As to whether he's done enough to earn a spot, Guzman said he didn't know.
"The guys who know that are Lou Piniella and [pitching coach] Larry Rothschild," he said.
Piniella has told Guzman how much he likes his stuff.
"That makes me feel good, but still you have to go out there and compete and get the job done," Guzman said. "No matter how good you show you are in practice and the bullpen, it's all about the game and getting the job done in the game."
White Sox manager Ozzie Guillen came over to talk to Guzman as he left the field.
Mark Prior threw four innings in a Minor League intrasquad game on Friday, and Wade Miller has felt strong after his three starts. Is Piniella ready to name his fifth starter?

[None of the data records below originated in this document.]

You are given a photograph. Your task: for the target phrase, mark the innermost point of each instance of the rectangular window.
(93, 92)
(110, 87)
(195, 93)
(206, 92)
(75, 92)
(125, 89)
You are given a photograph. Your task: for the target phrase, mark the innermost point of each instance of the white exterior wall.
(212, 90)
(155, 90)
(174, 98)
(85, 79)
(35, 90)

"Don't put me on the spot yet," he said. "Put me on the spot a week from now."
Good wood: Cubs pitcher Kerry Wood received treatment Friday at HoHoKam Park in Mesa, and the team expected to have a better idea as to how long he'll be sidelined by Saturday.
Wood has a mild strain of his right triceps, which he suffered Sunday. Rothschild wasn't sure if this latest injury would keep Wood from being ready for the Cubs bullpen by Opening Day.

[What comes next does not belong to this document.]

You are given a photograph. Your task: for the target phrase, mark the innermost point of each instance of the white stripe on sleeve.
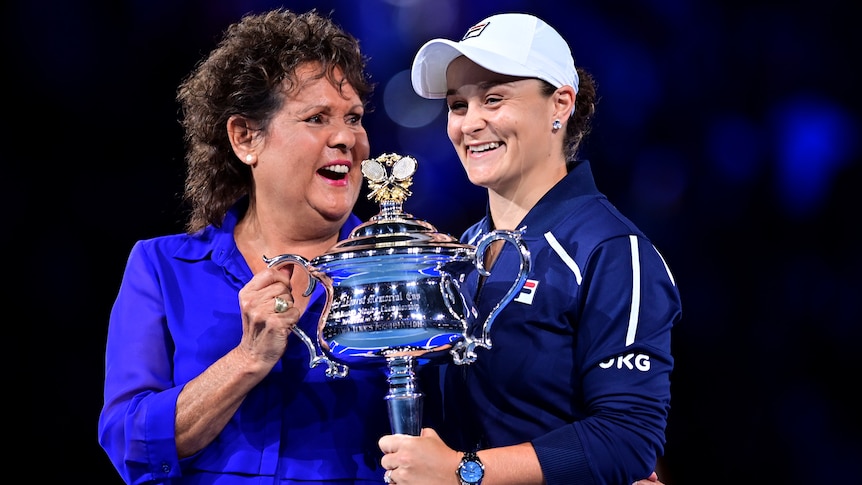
(555, 245)
(636, 292)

"If it's a few days, it's not a problem," Rothschild said. "If it's a week or 10 days, it'll become an issue to get him ready. We'll see where he is in the next few days."
See the ball: Piniella was not pleased with the Cubs defensive play on Friday.
"We can talk about having a good ballclub in Chicago, but we have to catch the [darn] thing better than we did today," he said. "You have to help the pitchers out. Too many routine balls, that you say, 'Yeah,' when they hit them, and we don't make the plays. I'm going to put the best club I can defensively on the field, because that's the way you win baseball games."
Piniella wasn't frustrated.
"It has nothing to do with frustration, it has to do with reality," he said. "The reality is if you don't catch the [darn] thing, you don't win. You've got to make plays to help your pitching out."
Hit the ball: Piniella took Ronny Cedeno aside on Tuesday when the Cubs were in Tucson and encouraged the infielder to focus on hitting the ball to right field.
"I don't know how many games we have left, but I have to concentrate in the last two weeks and we'll see, because I want to make the team," Cedeno said.
"I appreciate what he said," Cedeno said. "He told me, 'You're a very good player, I like the way you play. Just concentrate and hit to middle to right field.' I think that's good for me because I can find my inside-out swing, and that's good because then I'm not trying to pull everything. A .300 hitter can hit to the middle and right field. He thinks I can hit."
Good cause: Fans are encouraged to bring non-perishable food items to the March 23 game at HoHoKam Park for the 10th annual food drive to benefit Paz de Cristo. The food drive, organized by the Cubs wives, will take place outside Gate D starting at 10:30 a.m. MT. The first 300 fans making a donation of 10 non-perishable food items or $20 will be allowed to randomly select a Cubs autographed baseball in a grab bag giveaway.
Extra bases: Roberto Novoa made his second Cactus League appearance and Michael Wuertz made his first Friday, both pitching one inning in relief. ... Rocky Cherry pitched a scoreless inning in relief Friday, and so far has given up one earned run on five hits over seven innings in seven games. ... Catcher Koyie Hill played a couple of innings at second base, which is not totally unfamiliar to him. He played second for Team USA in 1999. Hill dropped 30 pounds this offseason. ... The sellout crowd of 11,746 at Tucson Electric Park was treated to a mini air show by the Blue Angels.
On deck: Former Cub Greg Maddux will start Saturday for San Diego against Rich Hill at HoHoKam Park. Hill, slated to start the April 6 game against Milwaukee, will be making his third Cactus League start. The game will be broadcast on WGN Radio and WGN TV.
Carrie Muskat is a reporter for MLB.com. This story was not subject to the approval of Major League Baseball or its clubs.